Cameron Hepburn

The surrender charge on international units in the Australian ETS

LSE Grantham Institute, January 2012.

On 8 November 2011, the Australian Senate passed the Clean Energy Future package of 18 bills without amendment. Among other things, these bills introduce carbon pricing arrangements for Australia, starting with a fixed-price regime from 1 July 2012 and moving to a floating-price emissions trading scheme from 1 July 2015.1 The Clean Energy Bill includes provisions for a ‘price floor’ in the emissions trading scheme. This is a minimum carbon price established by setting a reserve price in the auctions of emission allowances. The emissions trading scheme also allows liable entities to comply by surrendering international units, such as Certified Emission Reductions. However, the use of international units could potentially undermine the price floor, if the price of such international units is low. A top-up fee, referred to as a ‘surrender charge’, is therefore contemplated to be payable if the price of the relevant international unit is below the price floor. Provision for this surrender charge is made in the legislation (see Appendix for selected provisions).

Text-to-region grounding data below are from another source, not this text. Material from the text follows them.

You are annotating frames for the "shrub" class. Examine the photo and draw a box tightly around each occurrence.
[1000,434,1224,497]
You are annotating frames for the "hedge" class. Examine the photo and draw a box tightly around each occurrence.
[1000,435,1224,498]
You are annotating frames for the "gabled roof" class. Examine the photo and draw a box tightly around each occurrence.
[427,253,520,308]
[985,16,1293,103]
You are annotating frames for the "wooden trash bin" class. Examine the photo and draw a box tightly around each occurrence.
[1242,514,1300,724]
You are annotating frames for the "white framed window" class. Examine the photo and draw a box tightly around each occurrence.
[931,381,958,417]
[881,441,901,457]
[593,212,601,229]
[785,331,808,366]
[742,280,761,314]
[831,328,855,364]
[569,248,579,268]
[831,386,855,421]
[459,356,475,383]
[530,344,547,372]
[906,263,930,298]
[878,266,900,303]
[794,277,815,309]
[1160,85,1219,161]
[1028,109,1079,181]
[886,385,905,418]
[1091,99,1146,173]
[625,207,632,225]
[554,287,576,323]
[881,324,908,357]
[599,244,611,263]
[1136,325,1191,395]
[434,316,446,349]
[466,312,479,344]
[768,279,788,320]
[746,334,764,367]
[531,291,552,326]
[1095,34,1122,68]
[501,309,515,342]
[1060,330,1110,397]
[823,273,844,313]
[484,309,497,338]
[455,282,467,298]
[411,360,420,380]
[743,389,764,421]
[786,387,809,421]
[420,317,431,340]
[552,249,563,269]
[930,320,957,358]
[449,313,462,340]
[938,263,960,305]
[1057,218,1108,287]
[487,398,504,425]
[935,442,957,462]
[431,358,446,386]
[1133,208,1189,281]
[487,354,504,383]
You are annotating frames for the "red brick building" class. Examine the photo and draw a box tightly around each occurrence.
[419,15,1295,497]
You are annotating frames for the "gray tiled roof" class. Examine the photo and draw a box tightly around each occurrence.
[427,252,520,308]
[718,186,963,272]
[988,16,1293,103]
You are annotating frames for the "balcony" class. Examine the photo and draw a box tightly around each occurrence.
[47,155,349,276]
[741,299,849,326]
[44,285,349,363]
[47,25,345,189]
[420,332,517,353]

The Australian Department of Climate Change and Energy Efficiency approached the Grantham Research Institute at the London School of Economics for advice about the interaction of the price floor and the use of international units. At a meeting in London on 1 December 2011, along with representatives from Climate Bridge and Vivid Economics, researchers from the Grantham Research Institute addressed various options for the design of the ‘surrender charge’, and assessed the various design options in terms of their ability to meet the objectives of the Australian carbon pricing mechanism. Subsequent discussions and input has been provided by members of the Grattan  Institute in Australia. The conclusions of this analysis are presented in this Policy Paper. The core conclusion is that the ‘surrender charge’ should be equal to the floor price minus the 1-month moving average price of secondary (i.e. issued) international units as revealed on a transparent, liquid market (rather than by reference to private bilateral trades), calculated at the date of surrender of the international unit.2 Shortly after this meeting, the government released a discussion paper entitled Price floor for Australia’s carbon pricing mechanism: Implementing a surrender charge for international units (the Discussion Paper). The Discussion Paper sets out four options for implementation. The recommendation in this Policy Paper most closely corresponds to Option 3 of the Discussion Paper. This Policy Paper provides an overview of the basic economics of international units (section 2.1) and carbon price floors (section 2.2) before presenting the economic theory of their interaction (section 2.3). We then describe some design options for the ‘surrender charge’ in section 3. Our recommended design for the surrender charge, and supporting reasons, are presented in section 4.